Sorun bizler için çok açıktır: Bu ülkede her çocuğumuz için dünya standartlarında, kamusal, bilimsel ve laik eğitim sağlanmak zorundadır!

Bunun yolu ve yöntemi milli eğitime ayrılan ödeneğin artırılması, milli eğitim planlamalarının yapılırken öğrenci merkezli, şeffaf ve objektif kriterlere yönelik çözümler üretilmesi, istihdama yönelik eğitim planlamalarının yapılmasıdır.

Bu da ancak demokratik katılım ve eğitim sisteminin bilimsel veriler ışığında yeniden yapılanması ile mümkündür.

Bir temel başka değerlendirme de öğretmenlerinin görev yeri değişikliklerine tepki veren öğrenci ve velilerimiz için yapmak gerekmektedir.

GELECEĞİMİZE SAHİP ÇIKMAK İÇİN

Ülkemizde son dönem yaşanılan ve korku duvarlarının aşıldığı eylemlikler sürecinde öğrenci ve velilerimizin gösterdikleri olumlu refleksi değerlendirmemek ve bundan sonuçlar çıkarmamak eksiklik olacaktır. Öğrenci ve velilerin verdikleri tepkiler görünürde öğretmenlerinin okuldan sürgün edilmesine yönelik bir tepki olarak okunsa da özünde kendi geleceklerine sahip çıkma anlamı taşımaktadır.

15-17 yaşındaki çocukların umutlarını yitirdikleri bir zamanda hem kendi gelecekleri hem de öğretmenleri için demokratik haklarını kullanarak eylemler gerçekleştirmeleri ve onların velilerinin bu süreçte korkusuzca çocuklarına sahip çıkması önümüzdeki dönem için umudumuzu güçlendirmiştir.

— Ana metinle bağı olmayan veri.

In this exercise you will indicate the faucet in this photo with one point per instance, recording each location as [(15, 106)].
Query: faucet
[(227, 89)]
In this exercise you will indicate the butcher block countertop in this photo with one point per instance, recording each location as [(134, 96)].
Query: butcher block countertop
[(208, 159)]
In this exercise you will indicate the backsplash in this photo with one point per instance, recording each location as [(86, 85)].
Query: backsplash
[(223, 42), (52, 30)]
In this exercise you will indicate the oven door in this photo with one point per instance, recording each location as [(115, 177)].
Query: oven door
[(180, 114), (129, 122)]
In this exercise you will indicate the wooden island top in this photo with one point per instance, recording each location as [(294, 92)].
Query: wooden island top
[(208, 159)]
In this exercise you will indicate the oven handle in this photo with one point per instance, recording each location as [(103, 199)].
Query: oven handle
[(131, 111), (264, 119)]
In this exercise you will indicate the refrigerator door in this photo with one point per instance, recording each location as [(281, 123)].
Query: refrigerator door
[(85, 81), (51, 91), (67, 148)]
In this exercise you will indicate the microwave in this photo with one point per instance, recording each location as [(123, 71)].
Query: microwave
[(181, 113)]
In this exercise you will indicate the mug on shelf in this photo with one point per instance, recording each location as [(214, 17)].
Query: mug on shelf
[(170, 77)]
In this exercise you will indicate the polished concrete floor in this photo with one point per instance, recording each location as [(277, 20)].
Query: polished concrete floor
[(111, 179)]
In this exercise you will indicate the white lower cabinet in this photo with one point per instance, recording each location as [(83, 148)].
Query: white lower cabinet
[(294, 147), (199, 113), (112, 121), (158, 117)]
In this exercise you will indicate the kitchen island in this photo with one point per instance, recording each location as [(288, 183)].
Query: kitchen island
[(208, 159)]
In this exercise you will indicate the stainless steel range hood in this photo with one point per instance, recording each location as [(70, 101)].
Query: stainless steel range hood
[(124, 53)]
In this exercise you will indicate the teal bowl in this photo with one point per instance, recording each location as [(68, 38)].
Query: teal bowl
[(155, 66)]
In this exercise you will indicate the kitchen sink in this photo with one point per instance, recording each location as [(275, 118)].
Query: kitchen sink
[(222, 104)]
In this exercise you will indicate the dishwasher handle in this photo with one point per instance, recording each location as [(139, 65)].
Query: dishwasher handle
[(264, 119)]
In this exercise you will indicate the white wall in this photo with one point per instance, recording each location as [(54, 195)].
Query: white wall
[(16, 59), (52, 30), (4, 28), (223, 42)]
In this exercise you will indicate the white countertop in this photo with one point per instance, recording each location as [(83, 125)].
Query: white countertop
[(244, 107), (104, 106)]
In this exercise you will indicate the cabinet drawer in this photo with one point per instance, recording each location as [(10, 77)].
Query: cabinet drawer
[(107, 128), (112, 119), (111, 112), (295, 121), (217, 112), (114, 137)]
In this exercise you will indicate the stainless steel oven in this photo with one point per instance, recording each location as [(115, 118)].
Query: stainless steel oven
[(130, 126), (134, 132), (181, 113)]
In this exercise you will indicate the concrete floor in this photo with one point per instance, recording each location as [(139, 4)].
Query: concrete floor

Yaşadığımız her alanda kendi geleceğimiz için sözümüzü söylemenin ne kadar önemli olduğunu, sözümüzü söylerken yaşanılabilecek olumsuzluklara karşı kararlı ve net bir duruşun her sorunu aşacağını bizlere öğreten gençlerimize teşekkür etmek ve onların önlerindeki zorlu yolda kendi mücadele biçimlerini bulup zamanın devrimci ruhunu oluşturmalarına izin vermek de en büyük görev olarak önümüzde durmaktadır.